Jane, attracted by the clamor, appeared on the scene, and between the
three of them they managed to get Mrs. Jasher placed on the sofa of the
pink drawing-room. She certainly was in a dead faint, so Hope left her
to the administrations of Lucy and the servant, and walked out again
into the garden, closing the cottage door after him.
He found the heartless Professor quite oblivious to Mrs. Jasher's
sufferings, so taken up was he with the newly found mummy. Cockatoo had
been sent for a hand-cart, and while he was absent Braddock expatiated
on the perfections of this relic of Peruvian civilization.
"Will you sell it to Don Pedro?" asked Hope.
"After I have done with it, not before," snapped Braddock, hovering
round his treasure. "I shall want a percentage on my bargain also."

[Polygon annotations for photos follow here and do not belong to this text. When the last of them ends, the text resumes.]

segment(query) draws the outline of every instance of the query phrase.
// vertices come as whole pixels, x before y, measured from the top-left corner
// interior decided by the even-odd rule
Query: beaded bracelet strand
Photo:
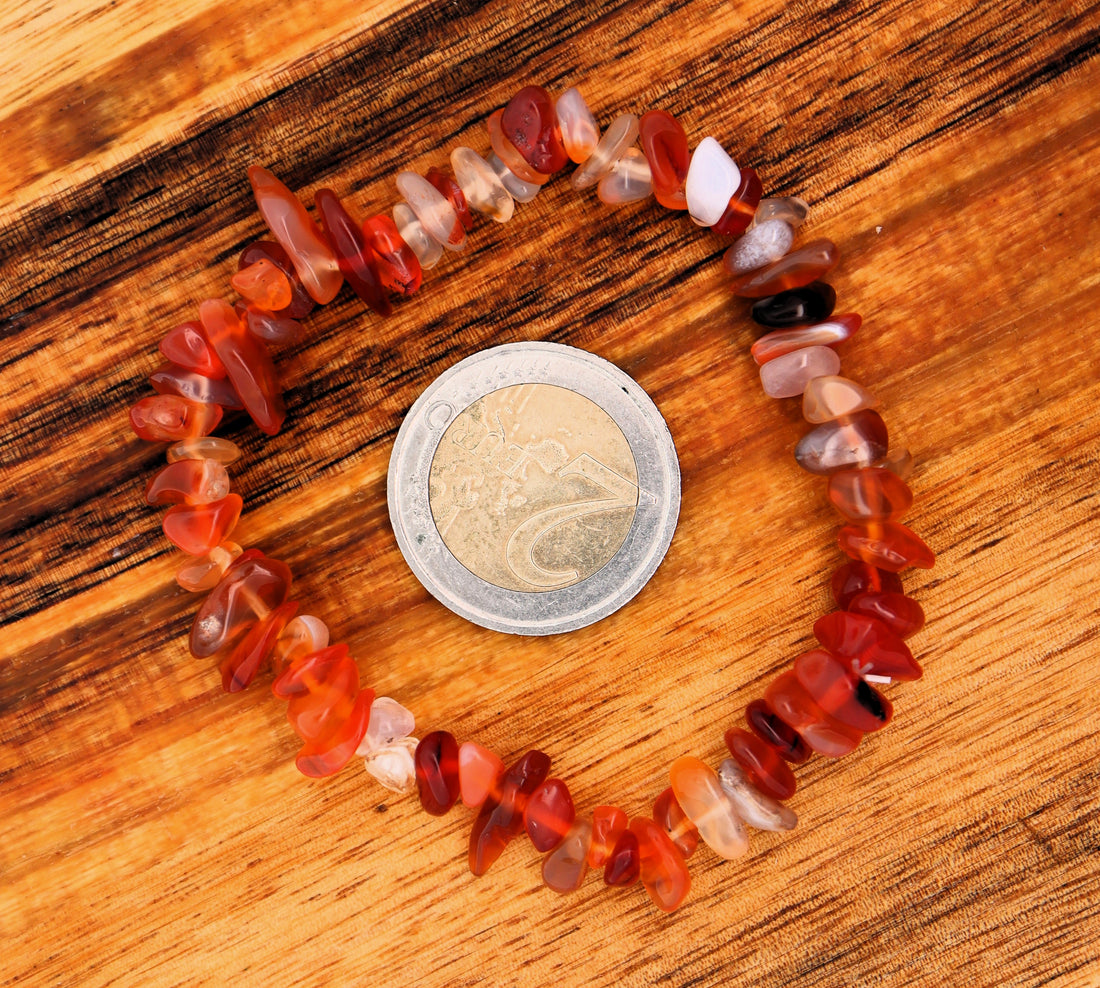
[[[249,169],[275,242],[253,243],[240,255],[231,278],[239,300],[204,301],[198,320],[161,341],[168,363],[150,377],[157,395],[130,410],[142,439],[172,443],[168,465],[148,482],[145,500],[173,505],[164,534],[190,557],[176,577],[180,586],[209,591],[191,627],[191,654],[219,658],[228,692],[243,690],[270,663],[272,689],[287,701],[304,742],[301,772],[329,776],[360,755],[387,789],[416,787],[429,813],[444,814],[460,798],[476,811],[475,875],[526,830],[544,853],[542,878],[554,891],[578,889],[590,867],[603,868],[607,885],[640,879],[657,905],[671,911],[688,893],[686,859],[701,838],[734,858],[748,849],[748,827],[795,826],[784,805],[795,790],[789,764],[812,751],[828,758],[851,751],[864,733],[891,718],[890,701],[876,685],[921,677],[903,639],[920,630],[924,614],[898,577],[934,561],[898,520],[912,502],[905,483],[912,461],[908,451],[889,449],[875,397],[838,376],[833,348],[861,320],[833,316],[835,293],[820,281],[838,260],[832,242],[790,250],[805,202],[761,200],[752,168],[738,168],[714,138],[690,152],[683,128],[662,110],[640,120],[624,113],[601,135],[575,88],[554,101],[537,86],[525,87],[488,118],[487,129],[487,157],[457,147],[453,175],[435,167],[424,177],[402,172],[396,183],[404,200],[392,218],[362,223],[322,188],[315,196],[319,228],[274,175]],[[730,757],[717,771],[697,758],[678,758],[650,814],[634,819],[614,805],[579,815],[566,784],[548,778],[550,758],[542,751],[528,751],[506,769],[492,751],[460,745],[444,731],[413,737],[413,714],[361,689],[348,646],[329,644],[323,622],[297,614],[287,566],[229,540],[243,504],[230,493],[226,468],[240,450],[211,435],[223,409],[242,408],[264,432],[278,431],[285,411],[267,344],[297,339],[298,320],[332,300],[344,281],[374,311],[389,315],[392,294],[413,294],[444,249],[462,250],[474,212],[507,222],[515,204],[530,201],[570,160],[580,166],[573,187],[595,185],[604,202],[652,194],[696,224],[739,238],[724,263],[734,293],[755,299],[751,317],[769,330],[751,348],[761,384],[772,397],[802,397],[815,428],[798,443],[795,459],[828,477],[828,500],[846,523],[838,544],[849,561],[832,579],[839,610],[814,624],[821,647],[800,655],[748,704],[749,729],[726,732]]]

Archie thought privately that if Braddock unswathed the mummy, he
would find the emeralds and would probably stick to them, so that his
expedition to Egypt might be financed. It that case Don Pedro would no
longer wish to buy the corpse of his ancestor. But while he debated as
to the advisability of telling the Professor of the existence of the
emeralds, Cockatoo returned with the hand-cart.
"You have lost Mrs. Jasher," said Hope, while he, assisted the Professor
to hoist the mummy on to the cart.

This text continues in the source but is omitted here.